Capitalists here are happy to out-source and  invest in factories in the Third World countries where they can pay rock-bottom wages,  undermining wages at home. They are happy to import workers from those lands, since they can be pressured to work for low wages and little benefits and  dare not file complaints. In turn, the capitalists use these low wages to undercut the living standards of the rest of the working class.  Immigrant workers, no matter what country they come from, must be employed at ruling wage rates and conditions. In no circumstances must they be used by unscrupulous employers to lower wage standards or worsen conditions. There must be no barriers placed in the way of their joining the trade unions or participating in the economic and political activities of the labour movement.

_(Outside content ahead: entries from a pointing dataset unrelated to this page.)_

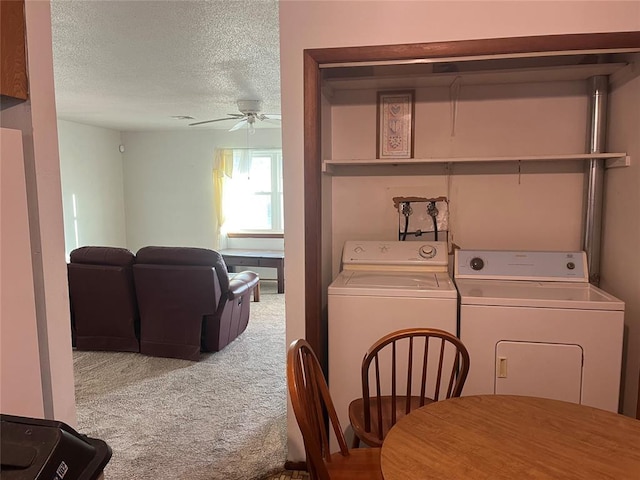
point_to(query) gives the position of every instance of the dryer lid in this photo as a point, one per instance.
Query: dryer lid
(519, 293)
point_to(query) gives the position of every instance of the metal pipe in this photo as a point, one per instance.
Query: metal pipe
(598, 89)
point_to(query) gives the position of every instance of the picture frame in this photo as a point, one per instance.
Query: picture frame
(395, 129)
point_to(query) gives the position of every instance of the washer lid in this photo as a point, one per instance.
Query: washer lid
(393, 284)
(523, 293)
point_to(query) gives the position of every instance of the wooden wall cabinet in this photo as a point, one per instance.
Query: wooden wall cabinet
(13, 66)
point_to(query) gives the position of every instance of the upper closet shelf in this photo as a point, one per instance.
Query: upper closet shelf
(332, 167)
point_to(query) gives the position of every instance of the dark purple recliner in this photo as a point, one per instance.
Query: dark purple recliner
(187, 301)
(104, 310)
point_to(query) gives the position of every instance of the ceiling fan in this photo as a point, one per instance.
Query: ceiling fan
(249, 113)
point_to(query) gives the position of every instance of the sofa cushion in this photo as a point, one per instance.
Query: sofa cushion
(186, 256)
(120, 257)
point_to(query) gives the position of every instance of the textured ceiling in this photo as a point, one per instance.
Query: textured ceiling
(133, 65)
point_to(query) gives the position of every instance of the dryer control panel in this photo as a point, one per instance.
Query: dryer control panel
(521, 265)
(395, 253)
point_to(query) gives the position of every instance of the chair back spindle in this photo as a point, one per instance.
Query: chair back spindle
(432, 362)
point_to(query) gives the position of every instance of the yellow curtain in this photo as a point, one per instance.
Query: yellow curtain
(222, 167)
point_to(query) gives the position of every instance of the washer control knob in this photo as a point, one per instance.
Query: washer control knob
(427, 251)
(476, 263)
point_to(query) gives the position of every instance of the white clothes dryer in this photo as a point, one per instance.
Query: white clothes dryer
(383, 287)
(535, 326)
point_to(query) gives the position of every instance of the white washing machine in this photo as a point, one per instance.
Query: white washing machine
(535, 326)
(383, 287)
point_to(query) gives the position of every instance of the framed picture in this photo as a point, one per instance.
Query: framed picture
(395, 124)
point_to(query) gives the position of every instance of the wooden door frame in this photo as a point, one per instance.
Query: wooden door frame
(315, 59)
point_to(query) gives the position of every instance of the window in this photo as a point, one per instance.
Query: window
(253, 195)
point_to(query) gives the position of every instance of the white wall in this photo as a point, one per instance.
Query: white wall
(168, 179)
(91, 170)
(500, 206)
(621, 226)
(319, 24)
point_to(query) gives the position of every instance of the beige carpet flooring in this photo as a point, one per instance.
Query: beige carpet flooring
(222, 418)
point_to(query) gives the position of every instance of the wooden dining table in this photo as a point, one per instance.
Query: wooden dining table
(511, 437)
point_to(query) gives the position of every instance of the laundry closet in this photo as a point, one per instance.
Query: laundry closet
(499, 140)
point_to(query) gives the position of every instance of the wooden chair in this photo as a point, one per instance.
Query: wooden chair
(402, 371)
(312, 405)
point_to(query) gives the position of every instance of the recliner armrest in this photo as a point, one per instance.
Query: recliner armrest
(241, 283)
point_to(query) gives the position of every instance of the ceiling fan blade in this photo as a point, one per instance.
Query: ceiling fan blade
(238, 125)
(216, 120)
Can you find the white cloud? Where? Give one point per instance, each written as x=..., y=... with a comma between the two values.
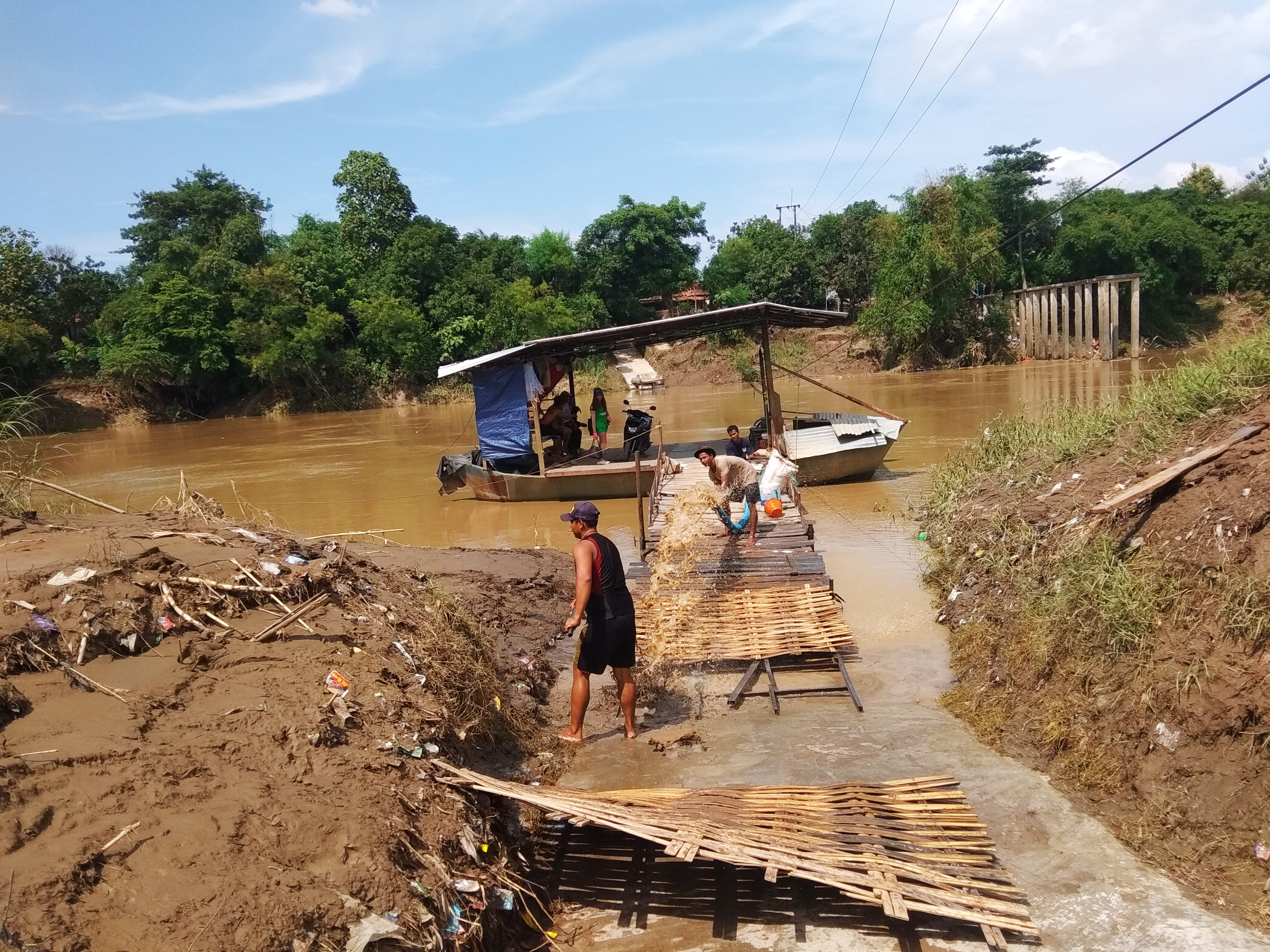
x=342, y=9
x=153, y=106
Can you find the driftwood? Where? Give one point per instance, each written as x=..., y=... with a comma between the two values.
x=366, y=532
x=124, y=833
x=70, y=671
x=906, y=846
x=61, y=489
x=229, y=586
x=1180, y=469
x=178, y=610
x=281, y=605
x=294, y=616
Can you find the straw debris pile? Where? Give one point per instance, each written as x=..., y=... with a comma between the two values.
x=742, y=624
x=911, y=844
x=670, y=600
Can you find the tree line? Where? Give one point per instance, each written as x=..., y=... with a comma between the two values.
x=214, y=304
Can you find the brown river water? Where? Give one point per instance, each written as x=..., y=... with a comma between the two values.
x=375, y=469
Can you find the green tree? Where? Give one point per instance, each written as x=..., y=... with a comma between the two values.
x=375, y=206
x=195, y=213
x=395, y=337
x=639, y=250
x=845, y=253
x=524, y=311
x=764, y=262
x=27, y=282
x=1013, y=178
x=924, y=309
x=549, y=258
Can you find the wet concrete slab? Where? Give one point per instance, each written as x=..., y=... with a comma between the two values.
x=1088, y=892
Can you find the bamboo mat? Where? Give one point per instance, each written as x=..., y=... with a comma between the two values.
x=742, y=624
x=911, y=844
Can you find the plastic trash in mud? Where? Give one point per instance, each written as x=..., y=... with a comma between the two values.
x=81, y=574
x=455, y=927
x=45, y=624
x=371, y=928
x=338, y=682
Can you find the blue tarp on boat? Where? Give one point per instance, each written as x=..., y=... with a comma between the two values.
x=502, y=419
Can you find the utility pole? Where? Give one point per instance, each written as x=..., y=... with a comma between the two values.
x=783, y=207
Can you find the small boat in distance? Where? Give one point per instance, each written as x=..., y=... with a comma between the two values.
x=836, y=447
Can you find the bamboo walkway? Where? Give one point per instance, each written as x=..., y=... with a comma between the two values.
x=905, y=846
x=741, y=603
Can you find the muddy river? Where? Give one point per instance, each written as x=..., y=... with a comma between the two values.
x=375, y=469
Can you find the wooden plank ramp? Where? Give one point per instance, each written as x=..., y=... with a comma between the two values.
x=905, y=846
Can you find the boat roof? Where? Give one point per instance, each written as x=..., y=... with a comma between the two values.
x=605, y=339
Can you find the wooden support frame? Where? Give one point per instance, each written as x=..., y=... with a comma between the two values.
x=775, y=692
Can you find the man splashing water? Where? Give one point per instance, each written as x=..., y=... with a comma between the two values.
x=609, y=640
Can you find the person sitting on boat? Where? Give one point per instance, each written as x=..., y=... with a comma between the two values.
x=609, y=639
x=739, y=482
x=559, y=421
x=738, y=445
x=600, y=421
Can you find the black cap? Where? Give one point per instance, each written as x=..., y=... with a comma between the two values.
x=586, y=512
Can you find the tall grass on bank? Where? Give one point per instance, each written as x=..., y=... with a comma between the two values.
x=1157, y=409
x=17, y=460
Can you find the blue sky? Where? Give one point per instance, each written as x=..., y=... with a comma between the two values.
x=520, y=115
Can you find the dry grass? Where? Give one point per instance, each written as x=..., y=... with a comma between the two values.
x=667, y=594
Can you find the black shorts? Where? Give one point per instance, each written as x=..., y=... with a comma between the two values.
x=607, y=641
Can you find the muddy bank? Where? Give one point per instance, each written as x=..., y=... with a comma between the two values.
x=269, y=812
x=1125, y=653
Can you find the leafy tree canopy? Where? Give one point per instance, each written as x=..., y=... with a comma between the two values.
x=375, y=206
x=639, y=250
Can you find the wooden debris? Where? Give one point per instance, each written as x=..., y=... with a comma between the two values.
x=229, y=586
x=178, y=610
x=61, y=489
x=366, y=532
x=77, y=675
x=1180, y=469
x=905, y=846
x=294, y=616
x=744, y=624
x=281, y=605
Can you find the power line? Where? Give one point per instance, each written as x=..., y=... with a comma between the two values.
x=853, y=110
x=929, y=104
x=1056, y=211
x=898, y=106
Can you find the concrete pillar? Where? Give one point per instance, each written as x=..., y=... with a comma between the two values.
x=1135, y=316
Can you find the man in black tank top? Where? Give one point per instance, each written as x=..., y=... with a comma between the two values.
x=609, y=640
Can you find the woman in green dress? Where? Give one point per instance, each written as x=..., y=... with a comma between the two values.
x=600, y=421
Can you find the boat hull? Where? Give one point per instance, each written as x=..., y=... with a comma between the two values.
x=824, y=457
x=614, y=482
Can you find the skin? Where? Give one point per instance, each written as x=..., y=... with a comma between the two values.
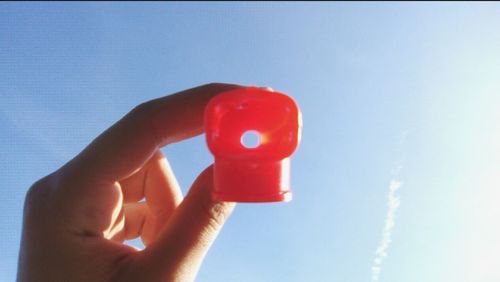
x=76, y=219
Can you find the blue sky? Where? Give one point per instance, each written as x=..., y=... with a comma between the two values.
x=404, y=93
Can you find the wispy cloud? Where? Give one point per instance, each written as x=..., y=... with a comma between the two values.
x=392, y=205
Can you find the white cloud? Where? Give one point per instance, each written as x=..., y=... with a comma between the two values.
x=393, y=203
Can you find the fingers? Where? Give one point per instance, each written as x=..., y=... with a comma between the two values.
x=182, y=245
x=157, y=184
x=127, y=145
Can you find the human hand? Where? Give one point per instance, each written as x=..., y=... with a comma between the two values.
x=76, y=219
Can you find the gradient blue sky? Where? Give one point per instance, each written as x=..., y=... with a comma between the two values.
x=406, y=92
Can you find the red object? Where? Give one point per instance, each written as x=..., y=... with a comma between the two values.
x=245, y=173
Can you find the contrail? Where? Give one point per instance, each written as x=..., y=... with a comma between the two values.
x=392, y=204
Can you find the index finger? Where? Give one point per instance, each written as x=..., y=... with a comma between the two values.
x=128, y=144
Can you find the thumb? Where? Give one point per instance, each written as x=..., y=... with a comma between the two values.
x=178, y=251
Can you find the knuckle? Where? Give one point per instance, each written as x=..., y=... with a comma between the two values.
x=216, y=214
x=38, y=194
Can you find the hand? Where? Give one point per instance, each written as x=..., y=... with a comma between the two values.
x=76, y=219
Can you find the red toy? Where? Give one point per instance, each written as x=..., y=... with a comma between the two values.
x=258, y=172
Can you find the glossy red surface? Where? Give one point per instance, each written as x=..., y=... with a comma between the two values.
x=260, y=174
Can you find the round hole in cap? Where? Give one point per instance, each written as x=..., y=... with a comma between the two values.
x=250, y=139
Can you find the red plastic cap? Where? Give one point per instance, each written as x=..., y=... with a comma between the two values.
x=258, y=172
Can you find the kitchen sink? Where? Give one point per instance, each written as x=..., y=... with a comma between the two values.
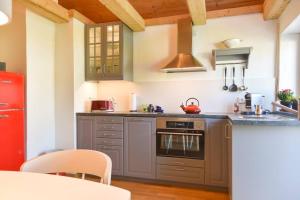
x=265, y=117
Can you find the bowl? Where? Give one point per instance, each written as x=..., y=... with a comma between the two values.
x=231, y=43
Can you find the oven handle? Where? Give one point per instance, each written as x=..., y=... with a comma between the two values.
x=170, y=133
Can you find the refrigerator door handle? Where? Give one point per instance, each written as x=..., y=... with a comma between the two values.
x=6, y=81
x=4, y=116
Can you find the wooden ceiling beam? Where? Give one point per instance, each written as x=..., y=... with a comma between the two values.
x=126, y=13
x=48, y=9
x=235, y=11
x=210, y=15
x=274, y=8
x=77, y=15
x=197, y=10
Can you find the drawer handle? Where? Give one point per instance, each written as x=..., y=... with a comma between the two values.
x=177, y=169
x=107, y=134
x=6, y=81
x=4, y=116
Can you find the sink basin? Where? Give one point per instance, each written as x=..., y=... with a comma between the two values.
x=265, y=117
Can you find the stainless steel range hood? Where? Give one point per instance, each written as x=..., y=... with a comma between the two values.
x=184, y=61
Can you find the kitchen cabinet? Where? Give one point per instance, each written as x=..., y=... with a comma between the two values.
x=180, y=170
x=104, y=134
x=140, y=147
x=85, y=129
x=229, y=156
x=216, y=153
x=109, y=52
x=108, y=138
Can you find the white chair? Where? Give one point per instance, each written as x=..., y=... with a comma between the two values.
x=73, y=162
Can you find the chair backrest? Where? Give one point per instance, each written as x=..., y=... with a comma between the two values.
x=72, y=161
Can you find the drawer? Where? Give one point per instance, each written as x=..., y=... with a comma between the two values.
x=99, y=147
x=116, y=155
x=179, y=161
x=192, y=175
x=109, y=120
x=109, y=134
x=107, y=141
x=109, y=127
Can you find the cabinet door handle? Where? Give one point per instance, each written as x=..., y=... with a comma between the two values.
x=226, y=132
x=179, y=169
x=4, y=116
x=6, y=81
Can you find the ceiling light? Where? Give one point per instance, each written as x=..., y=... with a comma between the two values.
x=5, y=11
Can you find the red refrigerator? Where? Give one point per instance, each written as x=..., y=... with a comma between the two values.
x=12, y=137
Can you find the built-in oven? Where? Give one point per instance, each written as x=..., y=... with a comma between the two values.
x=180, y=137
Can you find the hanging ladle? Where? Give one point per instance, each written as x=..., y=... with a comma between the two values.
x=225, y=87
x=233, y=87
x=243, y=87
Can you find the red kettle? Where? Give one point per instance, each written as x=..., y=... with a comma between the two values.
x=191, y=108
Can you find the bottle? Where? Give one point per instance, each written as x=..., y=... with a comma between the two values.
x=236, y=106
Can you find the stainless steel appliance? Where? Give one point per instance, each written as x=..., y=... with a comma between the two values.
x=102, y=105
x=180, y=137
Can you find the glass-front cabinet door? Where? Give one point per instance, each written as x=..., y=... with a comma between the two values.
x=94, y=53
x=105, y=58
x=112, y=66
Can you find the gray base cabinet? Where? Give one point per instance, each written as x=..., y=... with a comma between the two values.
x=216, y=153
x=180, y=170
x=140, y=147
x=108, y=138
x=103, y=134
x=85, y=129
x=229, y=157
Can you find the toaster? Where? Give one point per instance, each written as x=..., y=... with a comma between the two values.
x=102, y=105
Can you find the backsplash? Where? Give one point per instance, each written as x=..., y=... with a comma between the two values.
x=170, y=94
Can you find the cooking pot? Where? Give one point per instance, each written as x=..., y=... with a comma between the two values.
x=191, y=108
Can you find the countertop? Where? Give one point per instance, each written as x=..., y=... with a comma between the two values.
x=274, y=119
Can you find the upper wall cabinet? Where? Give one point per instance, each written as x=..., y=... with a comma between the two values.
x=109, y=52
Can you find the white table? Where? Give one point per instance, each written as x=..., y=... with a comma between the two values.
x=33, y=186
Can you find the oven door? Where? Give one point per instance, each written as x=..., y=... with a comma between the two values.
x=180, y=144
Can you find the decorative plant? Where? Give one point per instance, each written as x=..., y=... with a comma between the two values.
x=286, y=97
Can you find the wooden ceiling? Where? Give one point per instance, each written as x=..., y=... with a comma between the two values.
x=97, y=12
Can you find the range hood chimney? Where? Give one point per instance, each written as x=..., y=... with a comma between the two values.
x=184, y=60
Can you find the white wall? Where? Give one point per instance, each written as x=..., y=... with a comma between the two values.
x=289, y=15
x=40, y=38
x=64, y=83
x=289, y=77
x=156, y=47
x=83, y=91
x=13, y=41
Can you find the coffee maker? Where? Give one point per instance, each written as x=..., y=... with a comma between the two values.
x=252, y=100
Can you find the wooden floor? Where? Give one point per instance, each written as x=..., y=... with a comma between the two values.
x=148, y=191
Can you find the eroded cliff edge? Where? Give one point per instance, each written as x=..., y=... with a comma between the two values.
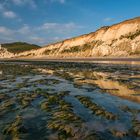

Capitalists try to turn groups of workers against each other, competing ever more fiercely for dwindling jobs and falling wages in a war of all against all; whites against Blacks, native and foreign-born workers. Workers of each country are forced to compete with each other in order to force down wages everywhere. Working people have only two choices: either let the bosses play us off each other until we hit bottom, or to unite and fight for decent wages and benefits for all. Such a struggle threatens profits and can ultimately succeed only by overthrowing their system. When economic decisions are made on the basis of profit, human needs are disregarded. Only a revolutionary society run by the working class can solve the crisis.

One wing of the ruling class calls for vicious repression and whips up racism. They seek to drive wedges between sectors of the working class, telling lower-paid workers that immigrants threaten their jobs.

Divide and conquer has ever been a capitalist weapon against the working class. Nothing could have been more dangerous for the ruling classes than that indigenous and migrant workers should make common cause and instead of fighting each other join forces and fight the employers.

The Socialist Party counters such xenophobic propaganda to convince the workers of the world they will only be able to secure a decent life, free of poverty and discrimination, by the revolutionary overthrow of capitalism and the building of a classless, socialist society.